La détermination de la stratégie et des règles de contractualisation n'est qu'une étape pour définir les contrats. Les signataires doivent avoir les mêmes priorités, l'Etat et la région doivent être capables de mobiliser tous les fonds et types de financement. Prévoir le financement et organiser les fonds est une tâche ardue pour la région comme pour l'Etat. Les difficultés sont de nature différente. Les régions ont encore des incertitudes sur la manière de mobiliser des fonds "classiques" du contrat de plan, et ont du mal à déterminer quels fonds sectoriels peuvent être territorialisés. La responsabilité des préfets est lourde : animer un  travail en interministériel entre les services, intégrer les échelles territoriales du central au local et mobiliser tous les fonds et crédits disponibles.
La première pierre d'achoppement est l'articulation des politiques, des services et de tous les organismes afférents. La seconde est la mobilisation des fonds. Les préfets ne disposent que d'un seul fonds transversal : le FNADT, puis des fonds ministériels engagés sur les CPER, et enfin les crédits sectoriels, mais dont la gestion est détenue par les différents services de l'Etat (DDE, DRAC…). Le préfet n'en dispose pas réellement, et il n'a qu'un pouvoir d'incitation sur eux. Pour les aider à réduire ces obstacles, la circulaire du 9 décembre 2000 incite les préfets à désigner un chef de projet, référent pour le pays, doté d'une lettre de mission afin de lui donner les capacités de mobiliser les administrations.
Les régions, qui rencontrent parfois des freins similaires selon que le service en charge de la contractualisation est plus ou moins reconnu et légitime, organisent souvent des instances informelles, rassemblant l'Etat et la région, parfois les départements. Ces instances ont la charge de la mise en musique à l'échelle régionale de la politique de pays : définition des règles, suivi, mobilisation des fonds… La région Midi-Pyrénées a ainsi mis en place un comité de pilotage régional composé de l'Etat, de la région et des départements, un comité départemental de même composition, et des comités locaux, à l'échelle des pays et portés par l'intercommunalité. Cette volonté d'harmonisation n'empêche pas toujours les financements croisés sur les mêmes domaines, et quelques incohérences de politiques, notamment lorsque les départements qui sont engagés dans une politique territoriale ne sont pas présents.  D'autre part, définir strictement les financements de chacun serait réintroduire la sectorialité dans les contrats de pays. Pourtant, il ne paraît pas forcément pertinent de constituer un fonds unique dans la mesure où mobiliser différentes sources de crédits permet d'intéresser tous les services (de l'Etat, de la région, et autres organismes) à la territorialisation.
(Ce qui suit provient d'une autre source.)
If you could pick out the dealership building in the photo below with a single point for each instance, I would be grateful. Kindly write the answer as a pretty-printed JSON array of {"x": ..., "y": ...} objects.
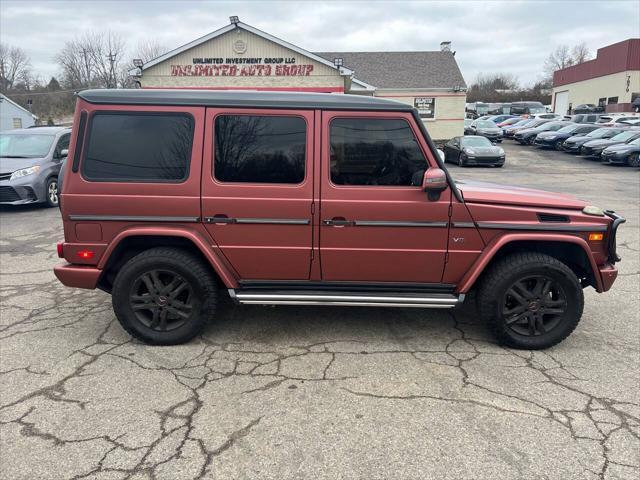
[
  {"x": 241, "y": 57},
  {"x": 611, "y": 80}
]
Toutefois, cette prise en compte des pays, se concrétise lentement, tant cette territorialisation demande des mutations dans les modes de l'action publique.
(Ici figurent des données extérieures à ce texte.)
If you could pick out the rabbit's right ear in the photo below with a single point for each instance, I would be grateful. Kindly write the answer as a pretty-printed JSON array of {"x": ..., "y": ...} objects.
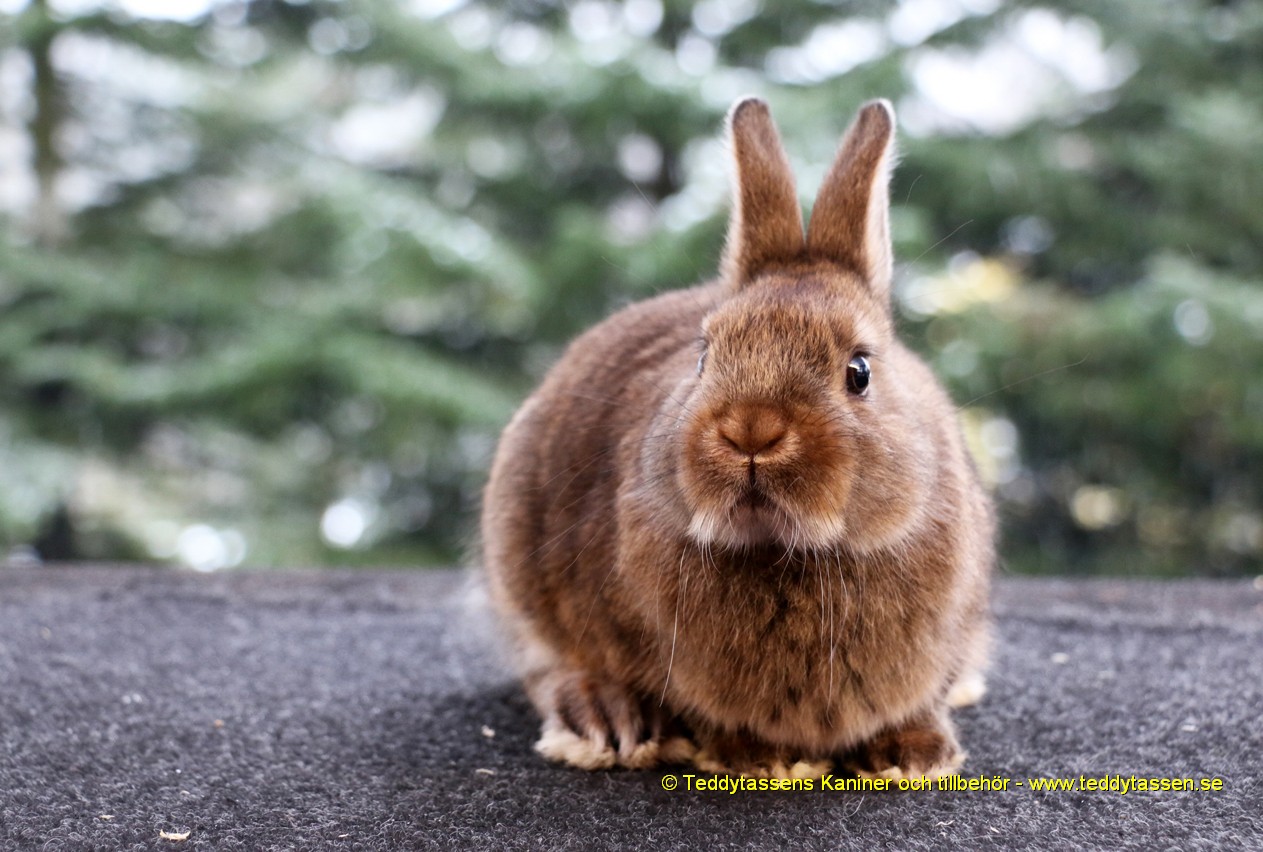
[{"x": 766, "y": 225}]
Ces mises au point ont mis du temps à se mettre en place, et les pays de nombreuses régions dansent sur des charbons ardents car ils ne savent pas encore quelle sera la forme de leur contrat, sur quels fondements le négocier…


Quand vient l'heure du contrat : rencontre des initiatives locales d'une stratégie régionale

Nombreuses sont les raisons pour lesquelles seuls cinq pays ont signé leur contrat (Basque, Ancenis, Centre Ouest Bretagne, Fougères, Vitré) : signature des contrats de plan, attente des décrets de la loi Voynet, réunion des CRADT, préparation de la contractualisation régionale…Si les premiers contrats ont tardé à être signés, une vingtaine de pays devrait toucher au but d'ici la fin de l'année.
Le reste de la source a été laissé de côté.